Os dados fazem parte da terceira edição da pesquisa sobre privacidade e proteção de dados pessoais no Brasil. O levantamento ouviu 2,5 mil pessoas, por meio de entrevistas online realizadas em dezembro de 2025, e buscou identificar riscos percebidos, práticas de proteção e experiências concretas envolvendo o uso indevido de informações pessoais.

Os aplicativos de mensagem aparecem como o principal canal usado nas abordagens fraudulentas, citados em 84% dos casos.
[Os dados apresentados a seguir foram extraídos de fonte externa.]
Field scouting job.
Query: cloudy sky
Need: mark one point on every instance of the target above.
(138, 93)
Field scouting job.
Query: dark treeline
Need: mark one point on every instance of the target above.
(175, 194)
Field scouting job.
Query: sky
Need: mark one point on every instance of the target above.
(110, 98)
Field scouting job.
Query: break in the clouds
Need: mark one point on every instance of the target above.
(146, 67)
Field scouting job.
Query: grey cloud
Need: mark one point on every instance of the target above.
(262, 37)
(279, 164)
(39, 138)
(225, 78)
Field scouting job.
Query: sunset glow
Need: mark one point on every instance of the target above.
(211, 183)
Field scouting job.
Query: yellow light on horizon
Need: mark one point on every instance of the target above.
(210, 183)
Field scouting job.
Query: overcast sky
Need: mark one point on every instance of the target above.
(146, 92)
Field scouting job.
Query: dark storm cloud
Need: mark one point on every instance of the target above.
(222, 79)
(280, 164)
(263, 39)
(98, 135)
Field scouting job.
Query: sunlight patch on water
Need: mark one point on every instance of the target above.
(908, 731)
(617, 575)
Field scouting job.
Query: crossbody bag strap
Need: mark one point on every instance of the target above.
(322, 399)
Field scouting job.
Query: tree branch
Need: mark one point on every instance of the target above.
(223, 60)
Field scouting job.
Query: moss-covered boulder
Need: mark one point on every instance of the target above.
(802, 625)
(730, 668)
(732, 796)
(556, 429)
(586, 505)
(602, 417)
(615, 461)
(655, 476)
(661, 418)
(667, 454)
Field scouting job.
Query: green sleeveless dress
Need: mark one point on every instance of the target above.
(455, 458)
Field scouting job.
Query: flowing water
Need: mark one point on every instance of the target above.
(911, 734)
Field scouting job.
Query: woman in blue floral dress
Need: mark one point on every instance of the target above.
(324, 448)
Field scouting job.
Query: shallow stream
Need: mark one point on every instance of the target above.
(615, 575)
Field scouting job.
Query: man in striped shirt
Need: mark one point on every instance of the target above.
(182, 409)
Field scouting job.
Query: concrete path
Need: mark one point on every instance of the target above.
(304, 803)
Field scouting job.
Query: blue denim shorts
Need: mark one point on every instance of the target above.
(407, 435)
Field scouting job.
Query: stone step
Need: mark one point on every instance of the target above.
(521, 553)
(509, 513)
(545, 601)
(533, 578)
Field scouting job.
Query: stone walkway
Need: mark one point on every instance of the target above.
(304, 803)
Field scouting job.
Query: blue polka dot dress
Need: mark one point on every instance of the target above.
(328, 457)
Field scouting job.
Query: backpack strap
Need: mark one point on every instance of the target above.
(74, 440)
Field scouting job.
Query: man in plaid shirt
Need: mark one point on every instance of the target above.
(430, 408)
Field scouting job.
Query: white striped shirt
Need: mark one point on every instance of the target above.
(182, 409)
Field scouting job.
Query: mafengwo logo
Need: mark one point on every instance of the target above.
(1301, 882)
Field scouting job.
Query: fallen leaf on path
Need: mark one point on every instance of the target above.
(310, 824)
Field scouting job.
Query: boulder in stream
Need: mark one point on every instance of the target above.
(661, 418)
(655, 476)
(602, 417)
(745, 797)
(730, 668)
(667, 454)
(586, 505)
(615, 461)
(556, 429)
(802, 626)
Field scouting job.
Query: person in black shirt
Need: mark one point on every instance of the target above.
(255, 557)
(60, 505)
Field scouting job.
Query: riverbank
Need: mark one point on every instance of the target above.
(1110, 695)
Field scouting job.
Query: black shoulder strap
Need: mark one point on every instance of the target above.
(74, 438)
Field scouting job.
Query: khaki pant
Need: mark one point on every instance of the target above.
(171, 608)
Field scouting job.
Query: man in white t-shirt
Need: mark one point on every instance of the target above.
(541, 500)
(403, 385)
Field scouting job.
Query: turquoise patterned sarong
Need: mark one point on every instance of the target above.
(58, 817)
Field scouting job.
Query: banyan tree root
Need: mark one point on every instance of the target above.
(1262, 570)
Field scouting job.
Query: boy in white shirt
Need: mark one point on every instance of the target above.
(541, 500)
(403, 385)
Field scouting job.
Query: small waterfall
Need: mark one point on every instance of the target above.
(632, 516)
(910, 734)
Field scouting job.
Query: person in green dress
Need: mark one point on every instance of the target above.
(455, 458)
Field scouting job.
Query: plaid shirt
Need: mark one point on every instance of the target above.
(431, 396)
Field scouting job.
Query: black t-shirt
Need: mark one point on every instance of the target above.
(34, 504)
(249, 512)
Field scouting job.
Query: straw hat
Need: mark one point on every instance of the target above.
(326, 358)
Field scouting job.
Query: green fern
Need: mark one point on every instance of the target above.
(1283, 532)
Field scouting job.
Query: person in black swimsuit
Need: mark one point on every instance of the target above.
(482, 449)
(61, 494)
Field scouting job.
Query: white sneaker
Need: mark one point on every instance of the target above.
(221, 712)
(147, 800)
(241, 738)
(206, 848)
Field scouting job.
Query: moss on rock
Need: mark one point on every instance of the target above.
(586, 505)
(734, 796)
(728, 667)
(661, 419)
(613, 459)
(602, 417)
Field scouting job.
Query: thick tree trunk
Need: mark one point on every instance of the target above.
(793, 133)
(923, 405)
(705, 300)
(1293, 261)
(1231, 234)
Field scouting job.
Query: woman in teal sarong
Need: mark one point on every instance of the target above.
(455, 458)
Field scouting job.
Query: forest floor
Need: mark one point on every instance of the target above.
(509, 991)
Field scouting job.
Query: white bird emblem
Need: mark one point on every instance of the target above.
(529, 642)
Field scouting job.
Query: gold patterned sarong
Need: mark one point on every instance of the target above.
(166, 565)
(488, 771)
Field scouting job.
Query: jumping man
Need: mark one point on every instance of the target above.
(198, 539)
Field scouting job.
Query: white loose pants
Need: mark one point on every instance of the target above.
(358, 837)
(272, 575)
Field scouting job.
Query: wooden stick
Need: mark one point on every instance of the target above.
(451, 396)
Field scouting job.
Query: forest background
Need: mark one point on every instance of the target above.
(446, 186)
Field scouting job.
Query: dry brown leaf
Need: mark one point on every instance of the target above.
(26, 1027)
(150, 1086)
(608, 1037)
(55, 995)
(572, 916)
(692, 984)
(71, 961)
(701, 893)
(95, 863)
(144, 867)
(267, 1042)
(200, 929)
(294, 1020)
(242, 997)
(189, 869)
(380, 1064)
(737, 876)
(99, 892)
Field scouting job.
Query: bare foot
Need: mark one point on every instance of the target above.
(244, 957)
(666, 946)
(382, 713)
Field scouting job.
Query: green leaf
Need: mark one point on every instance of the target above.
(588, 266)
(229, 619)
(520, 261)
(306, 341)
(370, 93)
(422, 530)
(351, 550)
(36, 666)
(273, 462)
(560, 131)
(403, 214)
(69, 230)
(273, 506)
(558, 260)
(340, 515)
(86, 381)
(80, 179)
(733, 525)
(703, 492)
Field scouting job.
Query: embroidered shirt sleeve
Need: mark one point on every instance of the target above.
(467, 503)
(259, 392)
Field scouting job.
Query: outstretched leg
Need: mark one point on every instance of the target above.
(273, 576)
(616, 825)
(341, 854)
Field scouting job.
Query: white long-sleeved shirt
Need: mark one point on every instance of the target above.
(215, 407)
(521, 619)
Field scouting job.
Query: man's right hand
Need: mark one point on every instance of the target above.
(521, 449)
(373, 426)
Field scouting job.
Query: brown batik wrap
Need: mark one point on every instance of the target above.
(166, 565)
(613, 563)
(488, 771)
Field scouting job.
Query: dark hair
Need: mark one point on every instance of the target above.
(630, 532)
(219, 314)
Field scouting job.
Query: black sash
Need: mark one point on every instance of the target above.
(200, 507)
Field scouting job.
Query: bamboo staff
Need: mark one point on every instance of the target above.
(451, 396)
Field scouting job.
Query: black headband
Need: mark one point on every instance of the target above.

Em seguida vêm ligações telefônicas, com 79%; sites ou aplicativos falsos e mensagens SMS, ambos com 71%; correio eletrônico, com 69%; e redes sociais, com 67%. A multiplicidade de meios mostra que a prevenção não pode se limitar a uma única plataforma.

Golpistas costumam explorar pressa, medo e confiança. Mensagens sobre falsa entrega, dívida inexistente, prêmio, empréstimo ou bloqueio de conta induzem a vítima a fornecer senha, código de confirmação ou dados bancários. Em outros casos, criminosos se passam por parentes, empresas ou servidores públicos. A recomendação básica é interromper o contato e confirmar a informação por um canal oficial procurado diretamente pelo usuário.

O dado de que um em cada cinco entrevistados se tornou vítima revela impacto econômico e emocional expressivo. Além da perda financeira, há constrangimento, insegurança e dificuldade para recuperar contas ou contestar transações. A responsabilização deve alcançar quem planeja, executa e financia as fraudes, mas também é necessário fortalecer mecanismos de bloqueio rápido e rastreamento do dinheiro.

Famílias e empresas podem reduzir riscos adotando autenticação em dois fatores, senhas diferentes para cada serviço, limites de transferência compatíveis com a rotina e atualização dos dispositivos. Nenhum banco solicita senha completa ou código de segurança por mensagem. Links recebidos sem solicitação devem ser tratados com cautela, ainda que exibam logotipos conhecidos ou nomes de pessoas próximas.

A segurança digital tornou-se parte da segurança pública. Educação preventiva, cooperação entre instituições financeiras, empresas de tecnologia e polícias, além de resposta ágil às denúncias, são essenciais para proteger o cidadão. Quem identificar uma fraude deve preservar conversas, comprovantes e números usados no contato, comunicar imediatamente o banco e registrar ocorrência para apoiar a investigação.

O bloqueio imediato pode aumentar as chances de recuperação do dinheiro, especialmente quando a comunicação ocorre logo após a transferência. Bancos também oferecem canais específicos para contestação. A vítima não deve apagar mensagens antes de guardar as evidências necessárias.